Durch die Nutzung von digitalen Technologien wie Cloud Computing und Künstlicher Intelligenz wird die Vision von voll-integrierten, -digitalisierten und selbstoptimierenden Wertschöpfungsnetzwerken immer realer.

Bestehende Strukturen und Zusammenarbeitsmodelle stehen aufgrund einer immer höheren Innovationsgeschwindigkeit auf dem Prüfstand. Etablierte Unternehmen müssen sich und ihre Belegschaft nicht nur sehr viel schneller weiterentwickeln, sondern auch ihre Positionierung in der industriellen Wertschöpfung in einem sich rasant verändernden Wettbewerbsumfeld überdenken. Diese Transformation ist eine Kraftanstrengung für die gesamte produzierende Industrie.

„Made in Germany 2030“: Deutschland hat die Chance, sich durch diese Transformation neu zu positionieren und auch zukünftig durch daten- und softwaregetriebene Innovationen auf Basis der Verschmelzung von Operations Technology (OT) mit Information Technology (IT) seine Technologieführerschaft zu behaupten. Die Zeit zum Handeln ist jetzt.

Intelligent Industry Vision 2030

Die nachfolgenden Thesen geben einen ersten Eindruck, welche Entwicklungsrichtungen und Facetten wir für die fertigende Industrie in den nächsten Jahren erwarten.

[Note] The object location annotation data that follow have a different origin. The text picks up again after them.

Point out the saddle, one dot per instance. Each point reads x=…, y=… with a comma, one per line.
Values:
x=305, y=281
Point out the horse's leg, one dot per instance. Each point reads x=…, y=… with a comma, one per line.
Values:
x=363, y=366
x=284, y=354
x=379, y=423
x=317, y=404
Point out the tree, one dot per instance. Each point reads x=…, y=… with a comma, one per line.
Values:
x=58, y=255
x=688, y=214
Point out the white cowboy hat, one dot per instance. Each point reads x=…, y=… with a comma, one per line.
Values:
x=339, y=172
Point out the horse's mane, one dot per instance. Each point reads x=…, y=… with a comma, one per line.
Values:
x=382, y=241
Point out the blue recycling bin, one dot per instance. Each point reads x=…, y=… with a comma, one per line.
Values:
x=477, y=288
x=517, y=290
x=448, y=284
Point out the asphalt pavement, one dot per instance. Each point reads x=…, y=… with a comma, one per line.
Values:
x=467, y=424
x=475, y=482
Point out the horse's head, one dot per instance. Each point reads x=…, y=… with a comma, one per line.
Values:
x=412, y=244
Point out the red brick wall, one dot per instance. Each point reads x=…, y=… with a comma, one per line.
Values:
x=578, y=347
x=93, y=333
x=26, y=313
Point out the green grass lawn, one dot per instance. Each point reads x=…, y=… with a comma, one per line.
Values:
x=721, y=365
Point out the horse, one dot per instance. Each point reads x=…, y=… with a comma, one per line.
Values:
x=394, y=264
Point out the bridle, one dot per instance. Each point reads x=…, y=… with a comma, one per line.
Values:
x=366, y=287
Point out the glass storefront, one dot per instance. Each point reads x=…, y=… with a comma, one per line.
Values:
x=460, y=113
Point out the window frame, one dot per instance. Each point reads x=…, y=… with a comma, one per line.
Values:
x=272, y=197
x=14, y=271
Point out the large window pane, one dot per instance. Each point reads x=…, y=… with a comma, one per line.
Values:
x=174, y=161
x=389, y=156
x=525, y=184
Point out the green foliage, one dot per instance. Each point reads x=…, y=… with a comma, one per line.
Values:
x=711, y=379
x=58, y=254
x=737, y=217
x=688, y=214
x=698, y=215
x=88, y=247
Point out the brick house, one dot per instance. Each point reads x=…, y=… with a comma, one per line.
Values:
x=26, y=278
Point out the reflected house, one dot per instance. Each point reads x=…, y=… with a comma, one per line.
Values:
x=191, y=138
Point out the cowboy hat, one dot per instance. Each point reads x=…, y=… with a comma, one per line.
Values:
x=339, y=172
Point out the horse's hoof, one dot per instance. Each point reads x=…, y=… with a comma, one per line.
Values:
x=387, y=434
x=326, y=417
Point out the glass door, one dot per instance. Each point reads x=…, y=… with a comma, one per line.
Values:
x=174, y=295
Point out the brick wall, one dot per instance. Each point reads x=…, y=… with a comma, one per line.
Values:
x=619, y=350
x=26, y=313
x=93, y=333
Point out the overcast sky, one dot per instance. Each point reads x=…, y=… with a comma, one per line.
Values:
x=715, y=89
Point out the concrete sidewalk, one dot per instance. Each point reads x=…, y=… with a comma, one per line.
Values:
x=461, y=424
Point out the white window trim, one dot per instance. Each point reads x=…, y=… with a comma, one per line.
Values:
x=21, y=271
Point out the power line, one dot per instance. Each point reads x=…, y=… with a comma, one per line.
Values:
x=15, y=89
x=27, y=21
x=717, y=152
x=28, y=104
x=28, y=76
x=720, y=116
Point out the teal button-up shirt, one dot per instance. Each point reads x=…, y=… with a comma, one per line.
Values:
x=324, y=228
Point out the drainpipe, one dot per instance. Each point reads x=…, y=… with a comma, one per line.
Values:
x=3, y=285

„Im Jahr 2030 werden die Top 5 Produzenten deutlich weniger als heute oder gar keine Produktionsanlagen mehr besitzen.“

In unserer Zukunftsvision ist eine nahtlose Verschmelzung zwischen Produktentwicklung, Produktion und Betrieb auf Basis von durchgängigen Digital-Twin-Ansätzen, auch unternehmensübergreifend, vorhanden. Durch die Etablierung von offenen Informations- und Kommunikationsstandards wird die Vision von „Plug & Produce“ in der Industrie Realität. Durch die Möglichkeit der einfachen Integration von Anlagen in die Produktionsplattformen der großen Produzenten, werden Eintrittsbarrieren für Produktionsmittel deutlich reduziert. Die Folge ist die Öffnung des Marktes für eine flexible und nachfragegetriebene Beschaffung von Produktionskapazitäten im Sinne der Plattformökonomie.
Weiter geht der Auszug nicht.